# Relocating head unit question...



## deadforever629 (Jan 16, 2004)

I recently bought this mp3cd player headunit and my friend was installing it for me. After he hooked everything up he couldn't get the face off. So he decided to cut the mounting kit thing. That wasn't such a good idea cause now we have these terrible looking jagged edges on both sides, as you can see on both sides. I really don't like the new head unit much and it was a waste becasue my hard drive crashed and i lost all 10 gigs of music so now having an mp3 cd player is worthless. 

So my question is, is it possible to put the new head unit on the bottom where there is that free space as you see in the last picture... its prob gonna hit the shifter when i gotta eject a CD but if its an mp3 cd i dont think i'll be needing to eject it that often, then again i could always stop and put it in 1st, that really doesnt bother me though.

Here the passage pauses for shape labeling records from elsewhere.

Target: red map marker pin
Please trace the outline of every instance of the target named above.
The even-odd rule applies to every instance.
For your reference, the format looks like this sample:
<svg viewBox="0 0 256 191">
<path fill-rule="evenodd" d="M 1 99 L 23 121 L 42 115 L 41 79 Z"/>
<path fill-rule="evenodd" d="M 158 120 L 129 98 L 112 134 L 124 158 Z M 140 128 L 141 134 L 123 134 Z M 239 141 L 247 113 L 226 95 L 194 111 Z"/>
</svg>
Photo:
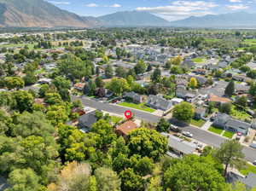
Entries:
<svg viewBox="0 0 256 191">
<path fill-rule="evenodd" d="M 129 120 L 132 116 L 132 113 L 130 110 L 127 110 L 125 112 L 125 116 L 127 119 L 127 120 Z"/>
</svg>

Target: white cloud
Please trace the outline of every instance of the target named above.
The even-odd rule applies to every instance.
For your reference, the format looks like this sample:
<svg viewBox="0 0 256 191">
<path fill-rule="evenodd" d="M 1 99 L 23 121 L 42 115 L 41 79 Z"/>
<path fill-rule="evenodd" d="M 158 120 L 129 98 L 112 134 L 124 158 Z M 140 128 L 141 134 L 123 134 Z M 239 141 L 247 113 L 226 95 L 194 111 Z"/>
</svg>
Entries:
<svg viewBox="0 0 256 191">
<path fill-rule="evenodd" d="M 51 3 L 53 4 L 71 4 L 70 2 L 49 1 L 49 3 Z"/>
<path fill-rule="evenodd" d="M 121 6 L 120 4 L 115 3 L 115 4 L 111 5 L 110 7 L 111 7 L 111 8 L 120 8 L 120 7 L 122 7 L 122 6 Z"/>
<path fill-rule="evenodd" d="M 158 15 L 164 15 L 169 20 L 184 19 L 189 16 L 203 16 L 212 14 L 211 9 L 218 5 L 205 1 L 175 1 L 171 5 L 161 7 L 139 7 L 138 11 L 147 11 Z"/>
<path fill-rule="evenodd" d="M 244 4 L 236 4 L 236 5 L 227 5 L 226 8 L 230 10 L 242 10 L 242 9 L 247 9 L 249 7 Z"/>
<path fill-rule="evenodd" d="M 96 8 L 98 7 L 99 5 L 97 5 L 96 3 L 89 3 L 89 4 L 85 4 L 86 7 L 88 8 Z"/>
</svg>

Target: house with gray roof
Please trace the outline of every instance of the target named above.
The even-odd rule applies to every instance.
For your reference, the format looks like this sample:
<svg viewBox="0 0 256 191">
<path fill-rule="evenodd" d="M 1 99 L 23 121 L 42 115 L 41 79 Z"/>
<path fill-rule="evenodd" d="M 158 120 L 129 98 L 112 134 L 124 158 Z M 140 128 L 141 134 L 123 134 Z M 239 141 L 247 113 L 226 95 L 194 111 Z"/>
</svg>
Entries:
<svg viewBox="0 0 256 191">
<path fill-rule="evenodd" d="M 82 129 L 84 132 L 90 131 L 93 124 L 97 121 L 96 112 L 96 111 L 90 112 L 79 117 L 78 127 Z"/>
<path fill-rule="evenodd" d="M 246 177 L 242 177 L 234 172 L 229 172 L 227 181 L 228 182 L 234 184 L 236 182 L 241 182 L 248 190 L 256 188 L 256 174 L 252 172 L 248 173 Z"/>
<path fill-rule="evenodd" d="M 160 109 L 164 112 L 172 108 L 172 103 L 160 96 L 150 95 L 148 98 L 147 105 L 154 109 Z"/>
<path fill-rule="evenodd" d="M 213 126 L 224 129 L 232 132 L 240 132 L 245 136 L 247 135 L 252 124 L 233 119 L 226 113 L 218 113 L 213 121 Z"/>
<path fill-rule="evenodd" d="M 185 154 L 194 153 L 196 150 L 197 146 L 195 143 L 184 141 L 167 133 L 161 133 L 161 135 L 168 138 L 169 149 L 180 157 Z"/>
<path fill-rule="evenodd" d="M 125 92 L 124 96 L 125 98 L 130 98 L 132 100 L 133 102 L 136 103 L 142 103 L 143 101 L 143 96 L 141 95 L 138 95 L 133 91 L 131 92 Z"/>
</svg>

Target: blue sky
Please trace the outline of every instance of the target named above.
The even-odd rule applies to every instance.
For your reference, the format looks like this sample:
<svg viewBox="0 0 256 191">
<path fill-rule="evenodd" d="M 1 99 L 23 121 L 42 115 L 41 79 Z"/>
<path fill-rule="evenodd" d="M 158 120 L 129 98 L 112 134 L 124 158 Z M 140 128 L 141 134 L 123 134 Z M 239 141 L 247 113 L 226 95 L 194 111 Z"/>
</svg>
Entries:
<svg viewBox="0 0 256 191">
<path fill-rule="evenodd" d="M 124 10 L 147 11 L 168 20 L 209 14 L 256 12 L 256 0 L 47 0 L 61 9 L 84 16 Z"/>
</svg>

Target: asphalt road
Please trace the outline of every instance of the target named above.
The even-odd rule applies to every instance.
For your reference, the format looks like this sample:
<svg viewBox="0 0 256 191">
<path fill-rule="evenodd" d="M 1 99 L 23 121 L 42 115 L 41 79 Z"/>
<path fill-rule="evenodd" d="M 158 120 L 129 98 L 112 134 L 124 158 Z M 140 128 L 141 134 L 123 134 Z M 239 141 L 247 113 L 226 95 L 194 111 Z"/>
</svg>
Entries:
<svg viewBox="0 0 256 191">
<path fill-rule="evenodd" d="M 100 102 L 98 101 L 96 101 L 93 99 L 88 99 L 85 97 L 73 96 L 73 100 L 77 100 L 77 99 L 81 100 L 83 104 L 86 107 L 94 107 L 94 108 L 99 109 L 99 110 L 103 110 L 106 112 L 113 113 L 116 113 L 116 114 L 119 114 L 119 115 L 123 115 L 124 113 L 127 110 L 126 108 L 124 108 L 124 107 L 121 107 L 119 106 L 115 106 L 113 104 Z M 135 117 L 137 119 L 142 119 L 142 120 L 144 120 L 147 122 L 157 123 L 159 121 L 159 119 L 160 119 L 160 117 L 158 117 L 158 116 L 155 116 L 155 115 L 145 113 L 145 112 L 141 112 L 141 111 L 135 110 L 135 109 L 129 109 L 129 110 L 131 111 L 135 114 Z M 186 127 L 182 127 L 181 129 L 191 132 L 194 135 L 193 138 L 195 138 L 195 140 L 204 142 L 207 145 L 216 147 L 216 148 L 219 147 L 220 144 L 226 140 L 221 136 L 216 136 L 211 132 L 201 130 L 200 128 L 186 126 Z M 242 151 L 245 153 L 246 159 L 248 161 L 253 162 L 256 159 L 256 149 L 252 148 L 244 147 Z"/>
</svg>

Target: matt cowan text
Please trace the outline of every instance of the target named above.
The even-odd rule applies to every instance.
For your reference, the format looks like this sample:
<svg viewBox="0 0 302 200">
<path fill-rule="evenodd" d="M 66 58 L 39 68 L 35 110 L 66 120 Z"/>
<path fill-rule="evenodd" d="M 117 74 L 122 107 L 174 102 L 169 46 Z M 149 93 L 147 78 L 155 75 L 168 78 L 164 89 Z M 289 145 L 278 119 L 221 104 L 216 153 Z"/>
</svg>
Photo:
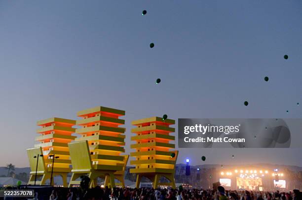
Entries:
<svg viewBox="0 0 302 200">
<path fill-rule="evenodd" d="M 184 140 L 185 143 L 245 143 L 244 138 L 229 138 L 227 137 L 224 138 L 198 137 L 197 138 L 189 138 L 189 137 L 186 137 L 184 138 Z"/>
</svg>

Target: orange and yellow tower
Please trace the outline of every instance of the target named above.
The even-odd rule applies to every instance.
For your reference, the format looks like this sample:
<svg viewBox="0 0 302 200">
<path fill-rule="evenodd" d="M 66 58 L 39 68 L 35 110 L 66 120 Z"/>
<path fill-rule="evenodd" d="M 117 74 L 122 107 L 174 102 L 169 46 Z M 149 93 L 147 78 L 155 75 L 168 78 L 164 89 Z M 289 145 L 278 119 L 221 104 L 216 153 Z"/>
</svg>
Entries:
<svg viewBox="0 0 302 200">
<path fill-rule="evenodd" d="M 81 137 L 76 141 L 88 141 L 93 169 L 104 171 L 105 185 L 108 185 L 108 177 L 122 171 L 124 166 L 125 157 L 121 153 L 125 152 L 125 128 L 119 126 L 124 124 L 125 120 L 119 117 L 125 115 L 125 111 L 99 106 L 80 111 L 77 114 L 82 117 L 76 121 L 76 125 L 81 128 L 76 132 Z M 95 185 L 93 179 L 92 186 Z"/>
<path fill-rule="evenodd" d="M 37 124 L 41 127 L 37 130 L 40 135 L 36 138 L 36 141 L 40 143 L 35 144 L 35 147 L 41 148 L 43 157 L 41 158 L 43 161 L 40 162 L 44 163 L 45 169 L 40 184 L 44 184 L 45 181 L 51 176 L 60 175 L 63 178 L 65 186 L 67 186 L 67 173 L 71 171 L 68 143 L 76 138 L 72 136 L 76 130 L 72 127 L 76 124 L 76 121 L 52 117 L 38 121 Z M 29 158 L 30 162 L 37 162 L 36 158 Z M 30 179 L 29 184 L 32 184 L 33 181 L 33 179 L 31 182 Z M 52 184 L 54 183 L 53 180 L 51 182 Z"/>
<path fill-rule="evenodd" d="M 136 187 L 140 186 L 142 177 L 144 176 L 152 182 L 153 187 L 158 185 L 175 187 L 174 174 L 178 151 L 170 151 L 175 145 L 170 143 L 175 141 L 175 136 L 170 133 L 175 132 L 174 128 L 169 127 L 174 124 L 173 119 L 164 119 L 161 117 L 152 117 L 132 121 L 132 124 L 137 127 L 131 130 L 136 134 L 131 137 L 131 141 L 136 143 L 131 148 L 136 151 L 130 156 L 135 160 L 130 161 L 135 165 L 130 169 L 130 173 L 136 174 Z M 161 177 L 165 177 L 168 182 L 160 182 Z"/>
</svg>

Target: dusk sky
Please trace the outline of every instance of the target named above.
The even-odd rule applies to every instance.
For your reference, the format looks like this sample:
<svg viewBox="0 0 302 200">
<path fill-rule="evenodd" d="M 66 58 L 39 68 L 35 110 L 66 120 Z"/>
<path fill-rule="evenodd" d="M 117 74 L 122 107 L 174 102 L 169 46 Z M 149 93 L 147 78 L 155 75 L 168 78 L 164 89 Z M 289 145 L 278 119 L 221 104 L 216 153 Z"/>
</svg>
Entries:
<svg viewBox="0 0 302 200">
<path fill-rule="evenodd" d="M 302 118 L 302 11 L 300 0 L 0 1 L 0 166 L 29 166 L 37 121 L 97 106 L 126 111 L 127 153 L 140 118 Z M 178 150 L 192 165 L 302 166 L 301 148 Z"/>
</svg>

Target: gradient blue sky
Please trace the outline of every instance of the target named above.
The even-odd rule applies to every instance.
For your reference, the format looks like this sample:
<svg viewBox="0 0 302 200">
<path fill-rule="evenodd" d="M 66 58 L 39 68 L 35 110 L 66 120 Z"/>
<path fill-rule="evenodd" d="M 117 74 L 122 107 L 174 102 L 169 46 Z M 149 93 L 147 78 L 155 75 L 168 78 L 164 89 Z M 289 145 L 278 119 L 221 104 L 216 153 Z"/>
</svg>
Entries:
<svg viewBox="0 0 302 200">
<path fill-rule="evenodd" d="M 0 166 L 29 166 L 37 120 L 97 106 L 126 111 L 127 153 L 139 118 L 301 118 L 302 10 L 300 0 L 0 1 Z M 193 165 L 302 166 L 301 149 L 180 150 Z"/>
</svg>

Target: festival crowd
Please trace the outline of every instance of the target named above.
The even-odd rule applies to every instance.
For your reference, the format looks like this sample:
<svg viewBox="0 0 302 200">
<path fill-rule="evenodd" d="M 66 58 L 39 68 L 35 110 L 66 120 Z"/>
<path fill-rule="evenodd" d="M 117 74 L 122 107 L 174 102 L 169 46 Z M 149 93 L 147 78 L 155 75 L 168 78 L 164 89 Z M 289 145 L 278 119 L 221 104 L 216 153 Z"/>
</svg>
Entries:
<svg viewBox="0 0 302 200">
<path fill-rule="evenodd" d="M 302 200 L 301 193 L 298 190 L 279 192 L 255 192 L 248 191 L 227 191 L 222 186 L 216 191 L 211 190 L 186 190 L 180 188 L 147 189 L 114 188 L 111 190 L 99 186 L 88 189 L 82 194 L 76 188 L 69 189 L 66 199 L 68 200 Z M 49 200 L 59 200 L 59 190 L 54 190 Z M 64 198 L 64 197 L 63 197 Z"/>
</svg>

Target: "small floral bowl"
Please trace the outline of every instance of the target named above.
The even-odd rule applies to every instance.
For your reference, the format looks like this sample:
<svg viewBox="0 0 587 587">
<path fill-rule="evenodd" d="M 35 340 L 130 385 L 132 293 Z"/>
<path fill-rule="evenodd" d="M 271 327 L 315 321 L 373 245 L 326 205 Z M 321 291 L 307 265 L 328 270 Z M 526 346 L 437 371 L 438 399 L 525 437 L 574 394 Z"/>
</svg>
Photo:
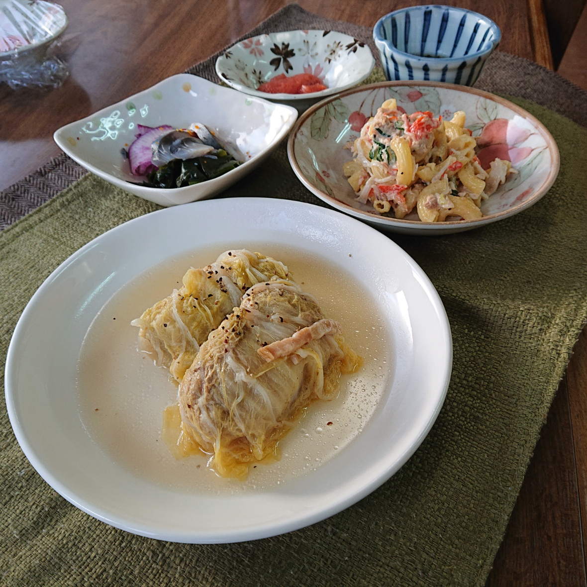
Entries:
<svg viewBox="0 0 587 587">
<path fill-rule="evenodd" d="M 465 126 L 477 142 L 483 163 L 496 158 L 511 161 L 517 173 L 483 201 L 483 216 L 472 220 L 422 222 L 416 211 L 402 219 L 379 213 L 357 200 L 343 172 L 353 156 L 345 143 L 359 136 L 377 108 L 390 98 L 408 114 L 430 110 L 450 119 L 465 112 Z M 288 157 L 298 179 L 333 208 L 377 228 L 409 234 L 448 234 L 470 230 L 518 214 L 550 189 L 558 173 L 556 143 L 544 125 L 519 106 L 472 87 L 436 82 L 384 82 L 353 88 L 315 104 L 298 119 L 289 134 Z M 450 217 L 449 217 L 450 218 Z"/>
<path fill-rule="evenodd" d="M 373 36 L 388 80 L 472 86 L 501 32 L 478 12 L 430 5 L 386 15 L 377 21 Z"/>
<path fill-rule="evenodd" d="M 216 61 L 216 73 L 236 90 L 303 112 L 326 96 L 366 79 L 375 66 L 362 41 L 334 31 L 290 31 L 241 41 Z M 308 94 L 269 94 L 257 88 L 276 76 L 312 73 L 328 87 Z"/>
</svg>

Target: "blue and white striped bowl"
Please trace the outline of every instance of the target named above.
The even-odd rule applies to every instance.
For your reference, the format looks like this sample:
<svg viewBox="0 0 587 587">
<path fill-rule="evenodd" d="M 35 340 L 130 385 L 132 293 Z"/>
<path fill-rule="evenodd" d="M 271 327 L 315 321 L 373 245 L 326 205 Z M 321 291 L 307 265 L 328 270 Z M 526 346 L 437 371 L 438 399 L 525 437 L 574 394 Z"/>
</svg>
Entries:
<svg viewBox="0 0 587 587">
<path fill-rule="evenodd" d="M 396 10 L 373 29 L 385 76 L 472 86 L 501 39 L 492 21 L 463 8 L 429 5 Z"/>
</svg>

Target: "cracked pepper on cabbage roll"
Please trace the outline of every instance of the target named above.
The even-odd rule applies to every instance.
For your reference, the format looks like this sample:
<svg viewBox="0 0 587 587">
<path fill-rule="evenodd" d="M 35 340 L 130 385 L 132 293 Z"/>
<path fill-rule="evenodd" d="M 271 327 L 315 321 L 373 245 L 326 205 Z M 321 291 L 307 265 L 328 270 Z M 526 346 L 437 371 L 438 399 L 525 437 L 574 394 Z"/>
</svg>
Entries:
<svg viewBox="0 0 587 587">
<path fill-rule="evenodd" d="M 313 296 L 287 279 L 258 283 L 185 372 L 177 446 L 191 439 L 213 454 L 219 474 L 242 479 L 250 464 L 275 453 L 305 408 L 333 397 L 340 375 L 362 360 Z"/>
<path fill-rule="evenodd" d="M 200 345 L 240 304 L 245 290 L 272 278 L 290 276 L 285 265 L 270 257 L 227 251 L 203 269 L 190 269 L 179 289 L 133 321 L 140 328 L 141 348 L 156 355 L 157 363 L 181 383 Z"/>
</svg>

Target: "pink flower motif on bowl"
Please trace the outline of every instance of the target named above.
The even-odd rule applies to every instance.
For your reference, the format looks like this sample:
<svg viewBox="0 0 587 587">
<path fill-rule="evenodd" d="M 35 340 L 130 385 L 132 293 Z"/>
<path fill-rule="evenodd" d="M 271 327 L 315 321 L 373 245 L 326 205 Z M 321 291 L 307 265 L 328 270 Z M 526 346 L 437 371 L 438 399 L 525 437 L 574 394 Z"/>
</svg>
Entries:
<svg viewBox="0 0 587 587">
<path fill-rule="evenodd" d="M 484 169 L 489 169 L 491 161 L 495 159 L 511 161 L 514 164 L 525 159 L 532 153 L 531 147 L 510 147 L 505 143 L 490 145 L 482 149 L 477 157 Z"/>
<path fill-rule="evenodd" d="M 351 113 L 349 117 L 349 123 L 350 124 L 351 130 L 356 133 L 360 133 L 363 125 L 367 122 L 367 117 L 359 110 Z"/>
<path fill-rule="evenodd" d="M 321 82 L 323 82 L 324 81 L 324 76 L 320 75 L 323 71 L 324 71 L 324 70 L 322 69 L 322 67 L 320 65 L 320 63 L 316 64 L 316 66 L 315 68 L 314 68 L 313 70 L 312 70 L 312 66 L 311 65 L 305 65 L 303 66 L 303 73 L 309 73 L 310 75 L 315 75 L 316 77 L 318 77 L 318 79 L 319 79 Z"/>
<path fill-rule="evenodd" d="M 529 131 L 521 129 L 513 121 L 496 118 L 483 127 L 477 141 L 480 147 L 500 144 L 515 145 L 523 143 L 529 136 Z"/>
<path fill-rule="evenodd" d="M 247 39 L 247 41 L 242 42 L 242 46 L 245 49 L 249 49 L 249 53 L 251 55 L 258 57 L 261 57 L 262 55 L 265 55 L 263 49 L 261 48 L 262 46 L 263 43 L 261 42 L 260 39 L 255 39 L 254 41 L 252 39 Z"/>
</svg>

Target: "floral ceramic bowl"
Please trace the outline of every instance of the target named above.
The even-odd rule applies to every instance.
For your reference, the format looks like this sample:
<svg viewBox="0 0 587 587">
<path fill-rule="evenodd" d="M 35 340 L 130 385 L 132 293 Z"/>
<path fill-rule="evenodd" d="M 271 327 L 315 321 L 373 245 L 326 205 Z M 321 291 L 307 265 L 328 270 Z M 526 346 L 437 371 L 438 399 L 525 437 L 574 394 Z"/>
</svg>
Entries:
<svg viewBox="0 0 587 587">
<path fill-rule="evenodd" d="M 446 119 L 464 110 L 465 126 L 483 146 L 477 154 L 480 159 L 511 161 L 518 173 L 483 203 L 481 218 L 425 222 L 413 212 L 399 220 L 392 211 L 379 214 L 372 206 L 357 201 L 343 173 L 343 164 L 352 158 L 345 145 L 359 136 L 365 122 L 389 98 L 395 98 L 399 109 L 408 114 L 430 110 Z M 552 135 L 525 110 L 485 92 L 433 82 L 372 84 L 322 100 L 298 120 L 289 136 L 288 156 L 302 183 L 337 210 L 377 228 L 426 235 L 469 230 L 521 212 L 548 191 L 559 164 Z"/>
<path fill-rule="evenodd" d="M 472 86 L 501 32 L 478 12 L 430 5 L 386 14 L 373 27 L 373 36 L 389 80 Z"/>
<path fill-rule="evenodd" d="M 45 0 L 0 1 L 0 60 L 35 50 L 67 28 L 63 9 Z"/>
<path fill-rule="evenodd" d="M 144 92 L 62 127 L 55 142 L 74 161 L 103 179 L 162 206 L 219 194 L 244 177 L 287 136 L 298 113 L 289 106 L 244 96 L 188 73 L 172 76 Z M 201 123 L 240 151 L 242 165 L 214 179 L 176 189 L 147 187 L 130 173 L 122 152 L 139 124 L 187 128 Z"/>
<path fill-rule="evenodd" d="M 375 66 L 362 41 L 334 31 L 290 31 L 241 41 L 216 61 L 216 73 L 230 86 L 251 96 L 307 107 L 326 96 L 366 79 Z M 309 94 L 268 94 L 261 84 L 275 76 L 312 73 L 328 87 Z"/>
</svg>

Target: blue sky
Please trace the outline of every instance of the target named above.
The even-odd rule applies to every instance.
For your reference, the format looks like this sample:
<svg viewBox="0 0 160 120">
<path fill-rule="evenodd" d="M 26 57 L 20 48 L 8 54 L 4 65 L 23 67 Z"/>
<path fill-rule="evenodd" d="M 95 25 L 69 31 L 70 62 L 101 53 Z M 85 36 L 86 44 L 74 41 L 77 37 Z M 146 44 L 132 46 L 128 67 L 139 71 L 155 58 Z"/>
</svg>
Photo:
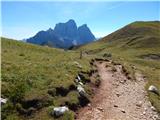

oh btw i'll prob put the stock Fosgate/Clarion radio back into the spot where it originally was just cause i lke the way it looks.

So can it be done? Thanx.





















I wanna put the head unit down below the HVAC controls.


----------



## sr20dem0n (Mar 19, 2003)

Yep, definitely possible

You just have to mount it (not sure if there are screw holes in that din already that you can use), and extend the wires so you can wire it up.


----------



## new94 (Jan 9, 2004)

Anything's possible! Just make sure you have the depth in behind and your fine.


----------



## deadforever629 (Jan 16, 2004)

*thanx*

Thanx guys, I'll try it do it tomorrow.


----------